Senate Democrats had been taunting Republicans for days to allow an up-or-down vote on extending the Bush tax cuts for middle income earners only. Before today Senate Republicans had refused to do so, preferring instead to filibuster the Democratic measure.

But in an unexpected maneuver Senate Minority Leader Mitch McConnell reversed course Wednesday morning.

Why the change?“The only reason we won’t block [the Democratic bill] today is that we know it doesn’t pass constitutional muster and won’t become law,” he said on the Senate floor. McConnell is referring to the Constitution’s origination clause, which stipulates that revenue raising bills must have their first reading in the House — not the Senate. The Democrats bill has what’s known as a “blue slip problem.”

But Senate Dems say they already anticipated that problem and have a way around it.

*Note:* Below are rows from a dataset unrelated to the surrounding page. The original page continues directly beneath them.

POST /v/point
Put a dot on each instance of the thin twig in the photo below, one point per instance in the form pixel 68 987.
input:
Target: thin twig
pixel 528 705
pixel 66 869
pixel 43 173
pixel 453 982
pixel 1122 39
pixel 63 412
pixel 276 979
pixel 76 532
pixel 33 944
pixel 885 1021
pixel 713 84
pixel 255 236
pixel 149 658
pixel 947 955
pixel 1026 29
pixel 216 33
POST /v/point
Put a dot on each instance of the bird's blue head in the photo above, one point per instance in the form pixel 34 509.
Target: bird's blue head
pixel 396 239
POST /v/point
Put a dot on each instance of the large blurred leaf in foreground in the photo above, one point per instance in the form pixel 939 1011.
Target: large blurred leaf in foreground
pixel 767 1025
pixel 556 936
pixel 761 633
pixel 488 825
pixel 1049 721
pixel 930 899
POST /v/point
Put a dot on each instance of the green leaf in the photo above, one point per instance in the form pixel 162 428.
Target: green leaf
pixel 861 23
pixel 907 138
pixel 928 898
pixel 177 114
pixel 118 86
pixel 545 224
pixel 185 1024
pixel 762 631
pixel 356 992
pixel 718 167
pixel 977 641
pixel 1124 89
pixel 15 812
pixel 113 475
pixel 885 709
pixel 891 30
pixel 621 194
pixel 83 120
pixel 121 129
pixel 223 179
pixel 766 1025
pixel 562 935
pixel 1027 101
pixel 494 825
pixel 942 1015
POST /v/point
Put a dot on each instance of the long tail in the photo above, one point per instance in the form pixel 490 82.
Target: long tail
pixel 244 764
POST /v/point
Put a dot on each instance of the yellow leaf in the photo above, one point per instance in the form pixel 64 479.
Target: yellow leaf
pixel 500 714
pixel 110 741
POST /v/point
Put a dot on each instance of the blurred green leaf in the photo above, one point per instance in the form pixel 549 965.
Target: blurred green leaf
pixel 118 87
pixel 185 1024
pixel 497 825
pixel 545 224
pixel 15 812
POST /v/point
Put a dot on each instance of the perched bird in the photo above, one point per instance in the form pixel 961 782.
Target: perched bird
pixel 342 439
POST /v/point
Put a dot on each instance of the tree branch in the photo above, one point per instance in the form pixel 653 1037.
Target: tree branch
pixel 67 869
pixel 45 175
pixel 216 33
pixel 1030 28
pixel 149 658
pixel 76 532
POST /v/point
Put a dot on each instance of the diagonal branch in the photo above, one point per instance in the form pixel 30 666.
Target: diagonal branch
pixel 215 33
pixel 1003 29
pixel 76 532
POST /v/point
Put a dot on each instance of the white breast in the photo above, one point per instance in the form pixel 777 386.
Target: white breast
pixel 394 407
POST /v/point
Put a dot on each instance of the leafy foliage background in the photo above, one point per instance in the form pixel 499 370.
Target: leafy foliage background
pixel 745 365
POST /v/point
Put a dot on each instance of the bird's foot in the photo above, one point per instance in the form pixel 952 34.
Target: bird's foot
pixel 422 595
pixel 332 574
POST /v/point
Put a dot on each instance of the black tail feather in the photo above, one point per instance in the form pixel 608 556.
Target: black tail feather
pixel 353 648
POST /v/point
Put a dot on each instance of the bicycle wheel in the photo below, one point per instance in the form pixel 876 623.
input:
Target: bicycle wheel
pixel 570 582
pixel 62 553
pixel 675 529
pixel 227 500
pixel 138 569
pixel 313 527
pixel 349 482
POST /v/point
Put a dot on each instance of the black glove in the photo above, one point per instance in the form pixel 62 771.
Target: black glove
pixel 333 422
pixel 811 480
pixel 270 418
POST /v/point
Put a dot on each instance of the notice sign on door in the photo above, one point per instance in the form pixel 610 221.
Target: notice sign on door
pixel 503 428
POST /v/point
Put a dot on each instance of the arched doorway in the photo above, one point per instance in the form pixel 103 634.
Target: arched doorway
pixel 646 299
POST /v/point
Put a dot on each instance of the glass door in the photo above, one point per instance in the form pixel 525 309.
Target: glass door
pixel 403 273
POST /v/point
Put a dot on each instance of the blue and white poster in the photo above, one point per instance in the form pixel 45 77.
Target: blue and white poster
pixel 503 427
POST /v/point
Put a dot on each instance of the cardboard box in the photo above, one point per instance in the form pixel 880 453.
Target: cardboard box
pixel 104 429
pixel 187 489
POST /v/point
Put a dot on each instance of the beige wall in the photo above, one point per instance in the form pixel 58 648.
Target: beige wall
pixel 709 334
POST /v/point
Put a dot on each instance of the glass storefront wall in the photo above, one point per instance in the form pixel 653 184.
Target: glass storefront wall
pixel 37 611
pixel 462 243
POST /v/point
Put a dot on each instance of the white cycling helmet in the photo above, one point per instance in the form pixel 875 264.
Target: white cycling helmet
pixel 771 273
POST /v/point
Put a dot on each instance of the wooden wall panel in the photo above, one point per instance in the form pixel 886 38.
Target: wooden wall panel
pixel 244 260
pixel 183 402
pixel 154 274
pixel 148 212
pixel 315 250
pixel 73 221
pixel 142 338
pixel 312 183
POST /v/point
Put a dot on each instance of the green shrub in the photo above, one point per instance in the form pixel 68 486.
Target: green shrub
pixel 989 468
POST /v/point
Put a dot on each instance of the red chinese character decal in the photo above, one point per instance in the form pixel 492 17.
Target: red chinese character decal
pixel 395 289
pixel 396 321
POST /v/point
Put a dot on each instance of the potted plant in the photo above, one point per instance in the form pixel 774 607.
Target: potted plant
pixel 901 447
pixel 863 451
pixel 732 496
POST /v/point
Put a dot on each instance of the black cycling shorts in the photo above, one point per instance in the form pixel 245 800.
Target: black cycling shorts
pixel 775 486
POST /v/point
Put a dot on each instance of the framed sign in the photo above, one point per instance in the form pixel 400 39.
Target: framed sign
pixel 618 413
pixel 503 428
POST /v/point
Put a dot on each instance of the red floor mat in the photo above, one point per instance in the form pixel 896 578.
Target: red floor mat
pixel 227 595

Senate Majority Leader Harry Reid can accept McConnell’s offer to hold the tax vote at a 50-vote threshold Wednesday (suggesting again that Reid has his members lined up to pass it), but insist on holding the vote under an agreement with McConnell that would resolve the blue slip problem. Specifically, when House Republicans pass their bill at the end of the month to extend all the Bush tax cuts, it would automatically be amended by the Senate with whichever bill that passes today, and sent back to the House.

If the Democrats’ bill passes — as Reid is signaling it would — the issue gets automatically kicked back to House, putting Speaker John Boehner on the hook for taking middle income tax cuts hostage in order to preserve tax cuts for the rich.

That’s an agreement McConnell would be hard pressed to accept. But by rejecting it, he’d be preserving one of the Democrats’ most potent lines of attack: that Republicans would rather let everyone’s taxes go up than see tax cuts for the wealthiest two percent of earners in the country go up even a small amount.